Police beating caused Aboriginal death

A coroner in Australia has found that the police were responsible for the 2004 death in custody of an Aboriginal man, which caused rioting on a remote island community.

Aboriginal communities complain of police discrimination

Christine Clements, the Queensland deputy state coroner, found that police at Palm Island, about 1,000km north of Brisbane, beat Cameron Doomadgee causing injuries that led to his death.

Her 35-page report was handed to state prosecutors, who will decide whether to charge the police officer accused of landing the fatal blows after arresting Doomadgee for swearing at police while he was drunk.

Clements rejected Senior Sergeant Chris Hurley’s assertions that Doomadgee was fatally injured in a fall, and said the officer had been “untruthful” when he denied hitting Doomadgee after arresting him.

She also criticised the initial police investigation into the death and demanded improvements in the way the law deals with Australia’s impoverished Aboriginal communities.

Powerful blow

Doomadgee, 36, also known by his tribal name Mulrunji, died on November 19, 2004, after being arrested for verbally abusing police as he walked past the scene of a domestic dispute.

“At the end of the day a decent Aboriginal man died in a police cell, which in this day and age should not be happening”

Alec Doomadgee

Rioting broke out in Palm Island about a week later when an autopsy revealed that he had four broken ribs and his liver had been “cleaved in two” as well as a ruptured spleen before he died in an injury consistent with a powerful blow.

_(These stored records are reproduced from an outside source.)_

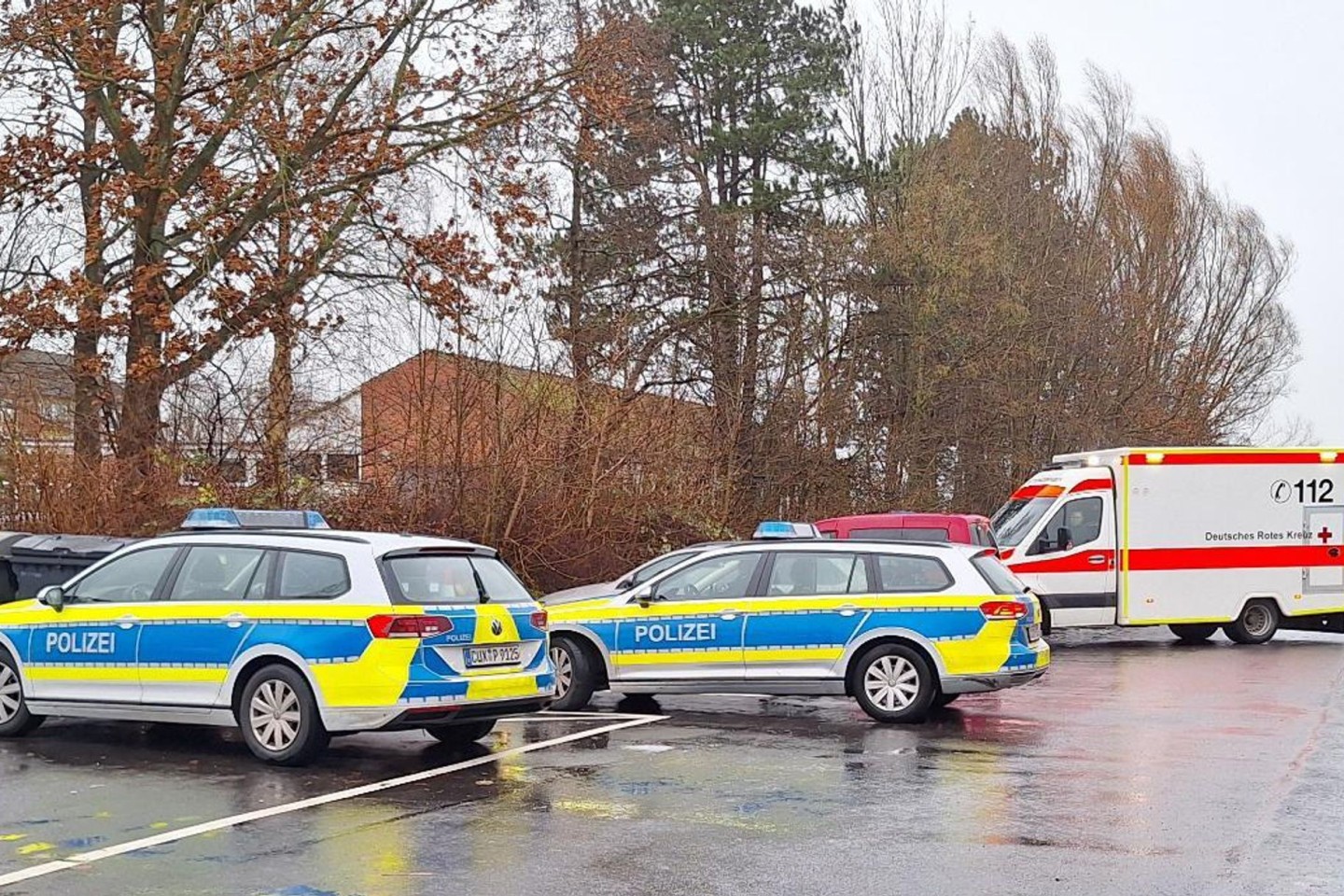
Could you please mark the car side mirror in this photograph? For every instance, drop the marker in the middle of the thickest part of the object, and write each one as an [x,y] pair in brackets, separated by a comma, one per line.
[54,596]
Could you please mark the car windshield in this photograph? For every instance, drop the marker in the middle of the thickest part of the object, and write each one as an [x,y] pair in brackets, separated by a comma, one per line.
[1017,517]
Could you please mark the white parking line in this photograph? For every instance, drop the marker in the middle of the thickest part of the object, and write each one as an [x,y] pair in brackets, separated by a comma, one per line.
[363,791]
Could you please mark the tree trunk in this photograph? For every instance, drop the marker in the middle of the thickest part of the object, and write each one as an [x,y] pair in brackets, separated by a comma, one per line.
[280,404]
[86,367]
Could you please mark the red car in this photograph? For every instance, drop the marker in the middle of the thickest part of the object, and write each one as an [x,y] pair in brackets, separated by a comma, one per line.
[900,525]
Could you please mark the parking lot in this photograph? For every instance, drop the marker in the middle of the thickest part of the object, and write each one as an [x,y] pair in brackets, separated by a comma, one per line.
[1136,766]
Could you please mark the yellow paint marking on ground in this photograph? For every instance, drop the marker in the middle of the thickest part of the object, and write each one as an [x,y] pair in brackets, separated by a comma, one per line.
[40,847]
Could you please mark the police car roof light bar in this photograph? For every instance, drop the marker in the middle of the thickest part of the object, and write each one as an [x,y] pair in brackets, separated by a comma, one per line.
[779,529]
[232,519]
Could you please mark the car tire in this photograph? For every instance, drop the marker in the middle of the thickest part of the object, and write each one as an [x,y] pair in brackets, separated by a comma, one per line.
[280,719]
[1194,632]
[1257,623]
[15,719]
[461,735]
[894,684]
[576,679]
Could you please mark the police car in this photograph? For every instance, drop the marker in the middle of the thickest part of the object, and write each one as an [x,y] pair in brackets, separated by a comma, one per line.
[898,626]
[272,623]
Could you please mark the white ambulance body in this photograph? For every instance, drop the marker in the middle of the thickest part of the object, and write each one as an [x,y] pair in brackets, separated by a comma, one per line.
[1250,540]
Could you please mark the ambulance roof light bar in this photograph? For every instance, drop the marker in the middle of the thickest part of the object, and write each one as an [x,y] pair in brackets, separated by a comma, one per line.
[778,529]
[244,519]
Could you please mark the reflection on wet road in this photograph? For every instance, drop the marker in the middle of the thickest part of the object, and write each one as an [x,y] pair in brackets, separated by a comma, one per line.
[1136,766]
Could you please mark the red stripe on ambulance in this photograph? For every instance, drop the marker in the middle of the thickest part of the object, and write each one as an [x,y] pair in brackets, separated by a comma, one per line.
[1238,558]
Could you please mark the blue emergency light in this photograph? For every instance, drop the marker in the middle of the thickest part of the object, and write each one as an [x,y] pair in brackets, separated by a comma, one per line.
[235,519]
[778,529]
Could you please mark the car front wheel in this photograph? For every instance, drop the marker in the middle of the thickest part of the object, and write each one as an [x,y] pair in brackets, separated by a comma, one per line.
[278,718]
[574,675]
[15,719]
[894,684]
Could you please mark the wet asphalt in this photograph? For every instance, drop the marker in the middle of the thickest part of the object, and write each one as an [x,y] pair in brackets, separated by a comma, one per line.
[1135,766]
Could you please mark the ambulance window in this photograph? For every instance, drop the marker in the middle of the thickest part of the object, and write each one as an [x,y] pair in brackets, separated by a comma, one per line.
[132,577]
[902,572]
[1072,525]
[722,577]
[312,575]
[1017,517]
[217,572]
[797,574]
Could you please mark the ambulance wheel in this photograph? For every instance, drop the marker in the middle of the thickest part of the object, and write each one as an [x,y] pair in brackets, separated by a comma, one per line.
[463,734]
[894,684]
[1194,632]
[576,679]
[278,718]
[15,719]
[1257,623]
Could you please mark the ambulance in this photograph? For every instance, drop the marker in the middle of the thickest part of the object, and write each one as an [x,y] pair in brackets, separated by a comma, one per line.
[1197,539]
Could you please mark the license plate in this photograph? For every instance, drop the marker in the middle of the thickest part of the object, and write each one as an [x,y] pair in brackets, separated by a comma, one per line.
[506,654]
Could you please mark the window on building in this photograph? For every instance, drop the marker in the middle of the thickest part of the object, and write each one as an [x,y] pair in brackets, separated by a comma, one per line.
[307,465]
[343,468]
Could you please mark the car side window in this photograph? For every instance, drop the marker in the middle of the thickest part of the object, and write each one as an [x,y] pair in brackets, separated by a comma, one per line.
[916,574]
[312,575]
[723,577]
[131,578]
[259,586]
[1072,525]
[797,574]
[217,572]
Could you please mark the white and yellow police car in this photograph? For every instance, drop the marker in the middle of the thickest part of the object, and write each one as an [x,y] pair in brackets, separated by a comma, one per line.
[269,621]
[898,626]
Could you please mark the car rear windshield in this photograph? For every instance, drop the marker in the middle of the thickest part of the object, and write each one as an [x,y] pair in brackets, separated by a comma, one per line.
[1017,517]
[452,578]
[996,574]
[912,534]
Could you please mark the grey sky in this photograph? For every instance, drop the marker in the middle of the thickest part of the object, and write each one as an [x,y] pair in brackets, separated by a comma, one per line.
[1252,89]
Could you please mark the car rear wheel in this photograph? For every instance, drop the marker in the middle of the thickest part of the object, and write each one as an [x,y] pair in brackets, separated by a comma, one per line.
[463,734]
[894,684]
[576,679]
[278,718]
[1255,624]
[15,719]
[1194,632]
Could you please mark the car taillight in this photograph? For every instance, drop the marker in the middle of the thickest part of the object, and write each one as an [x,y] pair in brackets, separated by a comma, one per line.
[409,626]
[1004,609]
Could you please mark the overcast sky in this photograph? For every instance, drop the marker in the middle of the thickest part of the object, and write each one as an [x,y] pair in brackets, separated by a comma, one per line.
[1253,91]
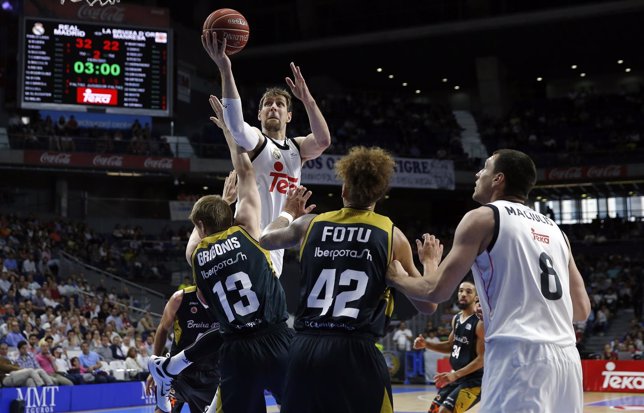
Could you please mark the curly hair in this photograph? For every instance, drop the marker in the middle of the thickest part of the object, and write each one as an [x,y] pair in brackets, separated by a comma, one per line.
[274,92]
[366,173]
[213,211]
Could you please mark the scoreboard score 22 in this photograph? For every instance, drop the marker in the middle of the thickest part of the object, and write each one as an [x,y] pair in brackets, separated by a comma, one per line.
[92,67]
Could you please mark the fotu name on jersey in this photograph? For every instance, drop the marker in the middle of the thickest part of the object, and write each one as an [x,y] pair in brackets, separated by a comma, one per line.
[339,234]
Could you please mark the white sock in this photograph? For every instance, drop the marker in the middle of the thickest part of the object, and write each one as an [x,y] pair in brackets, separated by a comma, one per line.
[177,363]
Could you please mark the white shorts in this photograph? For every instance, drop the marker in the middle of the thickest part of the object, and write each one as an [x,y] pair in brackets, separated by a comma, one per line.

Angry Palm Island residents torched the police station and the homes of the island’s 14 police officers, in a violent attack that only ended when extra officers were flown in from the mainland.

Palm Island has had a troubled history, earning the dubious title of the most violent place on earth outside a combat zone in the 1998 Guinness Book of Records.

Aboriginal groups have long complained about police discrimination, and claimed the Doomadgee case demonstrated institutional racism in the way indigenous communities are policed.

‘Fatal injuries’

Clements found that Doomadgee’s initial arrest was unjustified, saying “he was not a troublemaker and had never been arrested on the island”.

She said when Doomadgee was arrested he struck policeman Hurley, and the policeman considered his authority was being challenged.

The deputy coroner found that Doomadgee and Hurley fell to the ground as they entered the island’s police cell, after which the policeman repeatedly hit the prisoner in the body.

“I conclude that these actions of senior sergeant Hurley caused the fatal injuries,” she said.

Doomadgee’s family welcomed the finding and urged the prosecutor’s office to charge Hurley.

Mulrunji’s cousin Alec Doomadgee said: “If the Queensland government wants to restore faith, trust and pride in the Queensland Police Service, something needs to be done.

“At the end of the day, a decent Aboriginal man died in a police cell, which in this day and age should not be happening.”

Witch-hunt

The Queensland police union said Hurley was the victim of a witch-hunt.

Gary Wilkinson, the union president, said: “This decision by the coroner has dumbfounded us, Chris Hurley has been hung out to dry by her.”

Australia’s Aboriginal community numbers about 470,000 out of the country’s 20 million population.

They have a life expectancy about 20 years lower than the national average and much higher rates of poverty, unemployment and social problems.